Eksistensi Perpustakaan Perguruan Tinggi dalam Perspektif Sejarah Peradaban Islam

12 April 2022

Perguruan Tinggi merupakan wadah untuk mencerdaskan kehidupan bangsa. Pemimpin masa depan suatu bangsa dibentuk melalui perguruan tinggi. Perguruan Tinggi tidak hanya sekedar mengajarkan ilmu eksak dan non eksakta kepada anak bangsa akan tetapi juga turut serta dalam membentuk karakter. Pembinaan karakter yang dilaksanakan di Perguruan Tinggi harus sesuai dengan ideologi berbangsa dan bernegara. Anak bangsa perlu ditanamkan semangat patriotik dan memahami Pancasila serta Undang-Undang Dasar 1945 sebagai pandangan hidup Bangsa Indonesia.

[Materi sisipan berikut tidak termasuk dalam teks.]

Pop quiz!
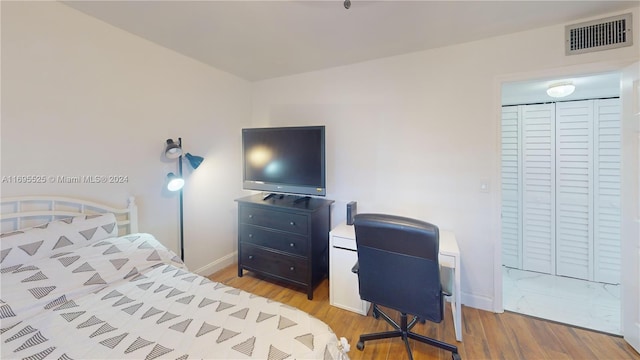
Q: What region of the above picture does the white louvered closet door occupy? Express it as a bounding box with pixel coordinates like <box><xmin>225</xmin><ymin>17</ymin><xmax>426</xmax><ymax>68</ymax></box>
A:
<box><xmin>594</xmin><ymin>99</ymin><xmax>622</xmax><ymax>284</ymax></box>
<box><xmin>502</xmin><ymin>106</ymin><xmax>522</xmax><ymax>269</ymax></box>
<box><xmin>522</xmin><ymin>104</ymin><xmax>556</xmax><ymax>274</ymax></box>
<box><xmin>556</xmin><ymin>100</ymin><xmax>594</xmax><ymax>280</ymax></box>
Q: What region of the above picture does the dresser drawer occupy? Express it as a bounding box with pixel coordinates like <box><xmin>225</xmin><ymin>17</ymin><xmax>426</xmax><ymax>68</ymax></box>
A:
<box><xmin>240</xmin><ymin>243</ymin><xmax>308</xmax><ymax>284</ymax></box>
<box><xmin>238</xmin><ymin>206</ymin><xmax>308</xmax><ymax>235</ymax></box>
<box><xmin>240</xmin><ymin>224</ymin><xmax>309</xmax><ymax>256</ymax></box>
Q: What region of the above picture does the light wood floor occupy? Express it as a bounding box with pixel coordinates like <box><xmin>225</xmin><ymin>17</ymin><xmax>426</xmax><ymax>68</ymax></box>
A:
<box><xmin>209</xmin><ymin>265</ymin><xmax>640</xmax><ymax>360</ymax></box>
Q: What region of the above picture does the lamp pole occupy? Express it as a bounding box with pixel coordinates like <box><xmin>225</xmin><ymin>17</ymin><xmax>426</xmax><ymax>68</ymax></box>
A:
<box><xmin>178</xmin><ymin>138</ymin><xmax>184</xmax><ymax>262</ymax></box>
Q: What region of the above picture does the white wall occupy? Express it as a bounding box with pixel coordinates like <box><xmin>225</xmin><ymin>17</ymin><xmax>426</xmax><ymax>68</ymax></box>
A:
<box><xmin>0</xmin><ymin>2</ymin><xmax>640</xmax><ymax>310</ymax></box>
<box><xmin>252</xmin><ymin>8</ymin><xmax>640</xmax><ymax>310</ymax></box>
<box><xmin>1</xmin><ymin>2</ymin><xmax>251</xmax><ymax>273</ymax></box>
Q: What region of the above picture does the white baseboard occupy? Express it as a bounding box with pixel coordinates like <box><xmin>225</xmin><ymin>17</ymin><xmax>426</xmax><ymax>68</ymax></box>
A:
<box><xmin>462</xmin><ymin>292</ymin><xmax>495</xmax><ymax>312</ymax></box>
<box><xmin>193</xmin><ymin>251</ymin><xmax>238</xmax><ymax>276</ymax></box>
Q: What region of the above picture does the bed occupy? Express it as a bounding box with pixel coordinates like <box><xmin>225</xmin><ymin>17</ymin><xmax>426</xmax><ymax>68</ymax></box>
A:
<box><xmin>0</xmin><ymin>197</ymin><xmax>348</xmax><ymax>360</ymax></box>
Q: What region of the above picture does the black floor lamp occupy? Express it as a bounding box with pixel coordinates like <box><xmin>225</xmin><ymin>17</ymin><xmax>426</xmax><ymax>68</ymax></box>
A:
<box><xmin>164</xmin><ymin>138</ymin><xmax>204</xmax><ymax>262</ymax></box>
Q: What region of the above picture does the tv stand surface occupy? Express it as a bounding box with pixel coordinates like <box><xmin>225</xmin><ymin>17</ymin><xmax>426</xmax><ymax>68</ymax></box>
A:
<box><xmin>236</xmin><ymin>194</ymin><xmax>333</xmax><ymax>300</ymax></box>
<box><xmin>262</xmin><ymin>193</ymin><xmax>311</xmax><ymax>204</ymax></box>
<box><xmin>262</xmin><ymin>193</ymin><xmax>284</xmax><ymax>201</ymax></box>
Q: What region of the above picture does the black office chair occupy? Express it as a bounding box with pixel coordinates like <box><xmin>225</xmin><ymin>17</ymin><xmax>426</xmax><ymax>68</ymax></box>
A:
<box><xmin>353</xmin><ymin>214</ymin><xmax>460</xmax><ymax>360</ymax></box>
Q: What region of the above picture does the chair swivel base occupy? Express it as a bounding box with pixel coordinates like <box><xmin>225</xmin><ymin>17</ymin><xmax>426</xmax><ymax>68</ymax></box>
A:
<box><xmin>356</xmin><ymin>304</ymin><xmax>461</xmax><ymax>360</ymax></box>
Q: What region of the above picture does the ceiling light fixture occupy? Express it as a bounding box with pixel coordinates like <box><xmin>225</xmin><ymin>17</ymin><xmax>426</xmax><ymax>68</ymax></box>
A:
<box><xmin>547</xmin><ymin>81</ymin><xmax>576</xmax><ymax>97</ymax></box>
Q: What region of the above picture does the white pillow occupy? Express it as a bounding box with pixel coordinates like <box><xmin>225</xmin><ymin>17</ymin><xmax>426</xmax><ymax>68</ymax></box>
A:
<box><xmin>0</xmin><ymin>213</ymin><xmax>118</xmax><ymax>269</ymax></box>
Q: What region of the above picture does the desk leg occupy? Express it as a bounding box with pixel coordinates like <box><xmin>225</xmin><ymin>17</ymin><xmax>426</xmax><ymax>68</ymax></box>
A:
<box><xmin>451</xmin><ymin>256</ymin><xmax>462</xmax><ymax>341</ymax></box>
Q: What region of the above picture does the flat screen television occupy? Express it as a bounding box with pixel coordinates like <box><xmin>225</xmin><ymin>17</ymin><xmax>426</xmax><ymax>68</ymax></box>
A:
<box><xmin>242</xmin><ymin>126</ymin><xmax>326</xmax><ymax>196</ymax></box>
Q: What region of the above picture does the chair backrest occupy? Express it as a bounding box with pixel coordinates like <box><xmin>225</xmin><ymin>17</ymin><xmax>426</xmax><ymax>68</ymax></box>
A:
<box><xmin>354</xmin><ymin>214</ymin><xmax>444</xmax><ymax>322</ymax></box>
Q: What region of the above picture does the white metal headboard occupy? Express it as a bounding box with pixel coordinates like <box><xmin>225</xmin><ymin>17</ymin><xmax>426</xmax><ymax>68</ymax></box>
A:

Berdirinya Perpustakaan Perguruan Tinggi seiring dengan berdirinya lembaga induk yang menaunginya. Perpustakaan Perguruan Tinggi yang tertua dalam peradaban Islam adalah Perpustakaan Universitas Qarawiyyin, Perpustakaan Universitas Sankore dan Perpustakaan Universitas Al-Azhar. Berikut ini dijelaskan tentang eksistensi Perpustakaan tersebut dalam Peradaban Islam :

Pertama, Perpustakaan Universitas Qarawiyyin. Dilansir dari Wikipedia Online, Al-Qarawiyyin adalah bagian dari masjid, didirikan pada tahun 859 oleh Fatima al-Fihria, putri seorang pedagang kaya bernama Muhammad Al-Fihri. Keluarga Al-Fihri telah bermigrasi dari Kairouan, Tunisia ke Fez, Maroko pada awal abad ke-9, bergabung dengan komunitas pendatang lainnya dari Kairouan yang telah menetap di sebuah distrik barat kota. Fatima dan kakaknya Mariam, baik dari mereka berpendidikan, mewarisi sejumlah besar uang dari ayah mereka. Fatima berjanji untuk menghabiskan seluruh warisannya pada pembangunan masjid yang cocok untuk komunitasnya. Selain tempat untuk ibadah, masjid segera berkembang menjadi tempat untuk pelajaran agama dan diskusi politik, secara bertahap memperluas pendidikan untuk berbagai mata pelajaran, khususnya ilmu alam. Al-Qarawiyyin memperoleh perlindungan politik kuat dari Sultan. Banyak manuskrip yang disimpan di perpustakaan yang didirikan oleh Sultan Abu Inan Faris dari Dinasti Marinid pada tahun 1349. Di antara naskah yang paling berharga saat ini disimpan di perpustakaan adalah jilid dari yang terkenal Al-Muwatta dari Malik yang ditulis pada perkamen kijang, Sirat Ibn Ishaq, salinan Al Qur'an yang diberikan oleh Sultan Ahmad al-Mansur pada tahun 1602, dan salinan asli dari buku Ibnu Khaldun Al-'Ibar. Di antara mata pelajaran yang diajarkan, di samping Al Qur'an dan Fiqih (hukum Islam), adalah tata bahasa, retorika, logika, kedokteran, matematika, astronomi, kimia, sejarah, geografi dan musik. Al-Qarawiyyin dimainkan, pada abad pertengahan, peran utama dalam pertukaran budaya dan transfer pengetahuan antara Muslim dan Eropa. Pelopor akademisi seperti Ibnu Maimun (Maimonides), Al-Idrissi, Ibnu al-Arabi, Ibnu Khaldun, Ibnu al-Khatib, Al-Bitruji (Alpetragius), Ibnu Hirzihim, dan Al-Wazzan semua terhubung dengan Universitas baik sebagai mahasiswa atau dosen. Di antara cendekiawan Kristen mengunjungi Al-Qarawiyyin adalah tokoh Belgia Nicolas Cleynaerts dan tokoh Belanda Golius. Al-Qarawiyyin masih berfungsi sebagai masjid, perpustakaan, dan universitas, tetapi pelestarian Madinah oleh UNESCO bertujuan untuk mencegah perluasan fisik pada situs aslinya.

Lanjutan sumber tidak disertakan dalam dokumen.